What is it?
For a range of Government roles – both employee and contract – you need security clearance: a set of checks to confirm your identity and guarantee your integrity and reliability.
What’s are the issues?
The trouble is that getting security clearance can be time consuming. So obviously, it’s easier and faster to take on a contractor who already has clearance. To stop this happening and keep a level playing field, however, the Government introduced a rule that contractors shouldn’t need to already have clearance to apply for roles.
Unfortunately, there are numerous reports of this policy being ignored. So in practice, this creates a Catch-22 for many freelancers, where they can’t secure Government contracts because they haven’t got security clearance, and it is difficult for them to get security clearance because they can’t get Government contracts.

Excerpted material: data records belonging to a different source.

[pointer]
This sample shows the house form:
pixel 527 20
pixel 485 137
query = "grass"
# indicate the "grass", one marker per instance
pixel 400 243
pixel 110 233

Not only does this situation cause problems for freelancers; recruiting pre-cleared contractors also limits the talent pool, costs money and hinders Government procurement.
What we are doing:
To address the issue, we called for the creation of a Security Clearance Forum where affected stakeholders could voice their concerns in person to Government officials.
The Security Clearance Forum
First established in 2012, the Security Clearance Forum closely monitors contractor vetting practices across Government departments and their recruitment agencies.
Bringing together contractors, the Cabinet Office, recruitment agencies and other stakeholders under an independent Chair, the Forum is a space where interested parties can work together to ensure a fair and level playing field.
It not only facilitates communications between the relevant parties, but also embeds best practices and develops targeted solutions where necessary.
In October 2014, the Forum also worked with the Cabinet Office to create a Code of Practice to reinforce the Government’s vetting guidelines.